Un nombre es todo lo que expande, además de lo que alberga y de lo que oculta, piensan al unísono, sin que yo me lo proponga.

Dicho esto, Marcela da la vuelta al mundo muchas veces. Marcela también.

Un nombre.

Un pájaro de furia suave.

Una pluma de papel de diario.

Una paloma encarnada en un asteroide.

Un ladrillo con latidos.

Una clave se sol fuera de borda.

Un telar de sororidad.

Una constelación que gira sobre su eje con el verbo girar y orbita en el alma con el verbo orbitar.

Marcela se sube a la palabra tren desde aquí hasta allá. La niebla cubre las paredes invisibles del bar. Toca con la palabra dedo la realidad del sueño. Se siente tan joven como hace cien años. Olvidada del mundo se despierta dentro de sí misma. Puede atravesar un siglo más con la palabra tren y la palabra tiempo.

Marcela teje el telar del deseo desde los hilos femeninos de la prosperidad.

El resto del mundo sigue en su teje-maneje. De todas sus cuerdas, es posible que ya ninguna pueda hacer sonar sus acordes más sensibles.

El bar abre un mundo que llega a otro mundo y, a su vez, da vueltas sobre sí mismo buscando su propio territorio dentro de la taza de café. No importa si es aquí o allá, si es allá o aquí.

El plato volador avanza con el verbo avanzar por una ciudad desconocida que, sin embargo, tiene en sus calles los nombres que Marcela A conoce, y los bares están adornados por esas lucecitas blancas que siempre le llaman la atención. Nadie diría que es otro planeta que finge ser el planeta que ella conoce, porque nadie está loco, todos llevan registros de sus deudas impositivas, todos saben el nombre de sus perros, todos conocen el alcance delay de las moratorias de los brutos ingresos brutos.
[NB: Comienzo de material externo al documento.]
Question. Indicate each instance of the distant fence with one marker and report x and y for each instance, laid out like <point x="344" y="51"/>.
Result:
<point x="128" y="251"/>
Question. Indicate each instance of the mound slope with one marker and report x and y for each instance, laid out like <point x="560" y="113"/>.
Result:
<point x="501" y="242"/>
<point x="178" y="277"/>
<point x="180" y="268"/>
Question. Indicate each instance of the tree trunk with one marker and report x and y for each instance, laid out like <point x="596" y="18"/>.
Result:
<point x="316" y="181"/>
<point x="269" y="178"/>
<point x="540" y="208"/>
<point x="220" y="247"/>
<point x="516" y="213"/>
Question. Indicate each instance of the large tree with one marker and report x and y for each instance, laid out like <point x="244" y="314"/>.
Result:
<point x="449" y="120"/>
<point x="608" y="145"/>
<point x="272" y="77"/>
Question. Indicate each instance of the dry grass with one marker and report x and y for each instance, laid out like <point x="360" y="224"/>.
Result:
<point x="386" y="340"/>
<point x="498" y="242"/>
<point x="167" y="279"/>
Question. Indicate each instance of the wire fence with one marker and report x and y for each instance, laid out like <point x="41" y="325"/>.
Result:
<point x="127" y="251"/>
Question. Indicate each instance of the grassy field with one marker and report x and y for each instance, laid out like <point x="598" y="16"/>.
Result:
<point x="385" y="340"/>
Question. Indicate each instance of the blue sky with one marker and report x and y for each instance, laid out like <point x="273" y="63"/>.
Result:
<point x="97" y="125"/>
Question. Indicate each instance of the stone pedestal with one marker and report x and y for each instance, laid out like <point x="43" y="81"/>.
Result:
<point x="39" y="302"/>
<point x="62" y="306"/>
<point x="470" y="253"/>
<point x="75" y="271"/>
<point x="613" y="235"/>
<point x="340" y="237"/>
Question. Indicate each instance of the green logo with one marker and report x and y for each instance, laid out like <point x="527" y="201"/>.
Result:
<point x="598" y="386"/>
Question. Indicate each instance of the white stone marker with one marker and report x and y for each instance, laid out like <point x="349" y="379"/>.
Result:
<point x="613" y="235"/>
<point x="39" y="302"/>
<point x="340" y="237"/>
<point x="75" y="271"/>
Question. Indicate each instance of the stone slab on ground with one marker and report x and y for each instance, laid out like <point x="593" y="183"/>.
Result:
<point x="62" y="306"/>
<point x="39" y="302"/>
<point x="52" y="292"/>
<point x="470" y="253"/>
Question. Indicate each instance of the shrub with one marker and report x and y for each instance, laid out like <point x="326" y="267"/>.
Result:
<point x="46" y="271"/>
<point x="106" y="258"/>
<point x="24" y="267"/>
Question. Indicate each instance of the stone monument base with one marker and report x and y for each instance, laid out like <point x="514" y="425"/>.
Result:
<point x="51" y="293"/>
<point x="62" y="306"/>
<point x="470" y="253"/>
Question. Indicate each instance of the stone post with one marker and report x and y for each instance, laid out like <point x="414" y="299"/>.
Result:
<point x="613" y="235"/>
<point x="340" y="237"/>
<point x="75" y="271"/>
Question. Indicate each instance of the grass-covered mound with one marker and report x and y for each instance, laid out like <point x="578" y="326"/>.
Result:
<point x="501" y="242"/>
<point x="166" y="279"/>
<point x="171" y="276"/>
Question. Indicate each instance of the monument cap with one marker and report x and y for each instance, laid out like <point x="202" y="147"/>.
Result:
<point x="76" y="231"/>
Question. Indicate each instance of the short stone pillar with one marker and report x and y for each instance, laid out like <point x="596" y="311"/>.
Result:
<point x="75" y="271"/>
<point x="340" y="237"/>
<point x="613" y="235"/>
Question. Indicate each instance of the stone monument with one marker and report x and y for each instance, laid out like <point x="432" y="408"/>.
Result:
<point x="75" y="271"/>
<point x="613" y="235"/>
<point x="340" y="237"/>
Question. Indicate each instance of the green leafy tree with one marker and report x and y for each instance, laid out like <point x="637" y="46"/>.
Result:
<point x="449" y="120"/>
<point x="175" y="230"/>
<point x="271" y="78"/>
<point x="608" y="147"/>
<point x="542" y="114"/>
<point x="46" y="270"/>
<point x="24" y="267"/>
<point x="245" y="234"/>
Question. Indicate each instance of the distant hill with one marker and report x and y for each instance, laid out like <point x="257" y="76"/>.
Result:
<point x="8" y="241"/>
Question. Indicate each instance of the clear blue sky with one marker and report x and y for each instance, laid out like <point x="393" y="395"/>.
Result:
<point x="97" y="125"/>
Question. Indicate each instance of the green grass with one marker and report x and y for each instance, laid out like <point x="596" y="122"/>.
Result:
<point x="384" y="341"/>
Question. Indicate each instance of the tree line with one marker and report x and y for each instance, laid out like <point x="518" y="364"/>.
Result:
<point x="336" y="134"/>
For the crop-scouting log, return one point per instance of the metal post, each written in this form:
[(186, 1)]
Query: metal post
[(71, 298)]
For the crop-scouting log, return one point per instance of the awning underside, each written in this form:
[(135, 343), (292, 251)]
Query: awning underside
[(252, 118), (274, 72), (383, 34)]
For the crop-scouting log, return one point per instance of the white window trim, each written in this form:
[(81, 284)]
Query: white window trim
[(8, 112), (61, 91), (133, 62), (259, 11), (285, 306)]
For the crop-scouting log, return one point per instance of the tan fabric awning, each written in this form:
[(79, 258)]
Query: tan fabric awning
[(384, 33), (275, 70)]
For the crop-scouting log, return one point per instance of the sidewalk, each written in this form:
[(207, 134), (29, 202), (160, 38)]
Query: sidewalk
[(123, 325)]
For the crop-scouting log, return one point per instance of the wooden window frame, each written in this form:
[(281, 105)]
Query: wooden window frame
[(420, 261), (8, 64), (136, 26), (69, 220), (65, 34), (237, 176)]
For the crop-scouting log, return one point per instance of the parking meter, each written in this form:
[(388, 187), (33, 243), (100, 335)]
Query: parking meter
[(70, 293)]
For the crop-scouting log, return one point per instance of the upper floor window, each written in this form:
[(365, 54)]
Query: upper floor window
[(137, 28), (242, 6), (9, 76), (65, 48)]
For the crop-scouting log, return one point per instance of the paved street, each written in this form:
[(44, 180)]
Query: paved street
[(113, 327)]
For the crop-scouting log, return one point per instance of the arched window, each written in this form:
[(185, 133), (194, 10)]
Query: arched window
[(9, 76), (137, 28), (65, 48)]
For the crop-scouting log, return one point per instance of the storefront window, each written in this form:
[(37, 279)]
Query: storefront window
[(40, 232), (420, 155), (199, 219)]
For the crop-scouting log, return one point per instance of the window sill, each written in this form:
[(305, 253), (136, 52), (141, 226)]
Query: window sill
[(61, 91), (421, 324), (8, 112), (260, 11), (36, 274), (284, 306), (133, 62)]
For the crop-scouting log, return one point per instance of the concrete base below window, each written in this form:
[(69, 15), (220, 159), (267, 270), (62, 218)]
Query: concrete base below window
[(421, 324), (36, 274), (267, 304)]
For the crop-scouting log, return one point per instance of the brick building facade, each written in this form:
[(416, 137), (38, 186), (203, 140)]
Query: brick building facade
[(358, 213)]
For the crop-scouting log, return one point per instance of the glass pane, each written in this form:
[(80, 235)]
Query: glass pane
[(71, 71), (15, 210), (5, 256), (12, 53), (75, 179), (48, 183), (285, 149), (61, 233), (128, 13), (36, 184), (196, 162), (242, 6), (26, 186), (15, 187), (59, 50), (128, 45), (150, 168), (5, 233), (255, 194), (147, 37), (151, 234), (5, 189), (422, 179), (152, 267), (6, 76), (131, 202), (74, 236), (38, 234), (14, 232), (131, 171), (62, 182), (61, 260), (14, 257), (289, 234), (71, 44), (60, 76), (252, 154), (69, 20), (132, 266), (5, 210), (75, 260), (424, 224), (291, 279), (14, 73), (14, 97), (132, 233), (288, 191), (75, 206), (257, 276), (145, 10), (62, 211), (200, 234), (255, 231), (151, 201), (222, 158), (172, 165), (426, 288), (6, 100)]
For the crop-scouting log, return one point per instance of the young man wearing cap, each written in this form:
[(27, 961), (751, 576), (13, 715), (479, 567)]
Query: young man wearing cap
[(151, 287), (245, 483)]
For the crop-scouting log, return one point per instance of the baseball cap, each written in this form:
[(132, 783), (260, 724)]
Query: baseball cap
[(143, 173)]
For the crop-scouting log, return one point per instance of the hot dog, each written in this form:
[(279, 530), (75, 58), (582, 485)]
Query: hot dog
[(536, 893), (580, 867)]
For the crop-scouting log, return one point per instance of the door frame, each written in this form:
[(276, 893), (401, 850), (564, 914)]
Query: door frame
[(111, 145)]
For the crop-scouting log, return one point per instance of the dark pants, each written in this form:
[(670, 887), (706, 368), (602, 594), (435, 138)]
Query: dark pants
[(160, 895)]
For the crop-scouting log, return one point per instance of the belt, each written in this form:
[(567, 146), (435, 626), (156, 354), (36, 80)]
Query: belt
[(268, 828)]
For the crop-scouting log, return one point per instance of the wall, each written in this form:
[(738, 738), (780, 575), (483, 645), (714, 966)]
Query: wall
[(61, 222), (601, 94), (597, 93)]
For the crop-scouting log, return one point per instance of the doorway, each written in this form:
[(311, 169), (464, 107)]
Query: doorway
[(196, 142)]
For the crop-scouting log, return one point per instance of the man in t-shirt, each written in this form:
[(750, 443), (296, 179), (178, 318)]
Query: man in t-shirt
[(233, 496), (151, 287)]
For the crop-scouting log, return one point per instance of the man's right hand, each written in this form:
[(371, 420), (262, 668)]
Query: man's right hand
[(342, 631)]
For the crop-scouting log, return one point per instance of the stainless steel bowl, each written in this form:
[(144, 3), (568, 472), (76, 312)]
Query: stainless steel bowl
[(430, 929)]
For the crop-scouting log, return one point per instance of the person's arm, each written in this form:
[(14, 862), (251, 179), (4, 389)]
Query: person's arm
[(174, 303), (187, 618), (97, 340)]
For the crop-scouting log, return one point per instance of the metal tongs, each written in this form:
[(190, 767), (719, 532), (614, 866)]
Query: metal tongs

Nadie diría que un plato volador, sólo por decoro, se impide volar y se desliza por la ciudad como un auto de cuatro ruedas.

En el momento en que el acto de escribir coincide con el acto de soñar, coincide con el acto de beber, coincide con el acto de volar, coincide con el acto de batir el deseo del mundo, las geografías amplían sus fronteras y la palabra mundo encuentra su sentido.

Pero existen los hombres con cara de hombres y los perros con cara de perros, dice Marcela A.

Y esto no quiere decir que no existan los hombres con cara de perro y los perros con cara de hombre, agrega Marcela B.

A esta altura ya no puedo dejar de escribir, aunque no sé si A o B dice que los alienígenos con cara de hombre y los perros con cara de alienígeno son más verdaderos que los hombres hombres y los perros perros.

Ni siquiera sé si el bar de San Nicolás y el bar de Dublín, si el auto blanco y el plato volador pudieran existir si no los hiciéramos palabra.

Pero sí sé que, la palabra mujer de aquí anda por aquí. Y sé que la palabra hombre de allá anda por allá.

Sé también que hay un sinnúmero de leyendas, hay un sinfín de códigos míticos, hay una profusión de formas amorosas que entretejen el telar de lo que está por encima del mundo.

Sé que el ladrillo de los sueños construye realidad.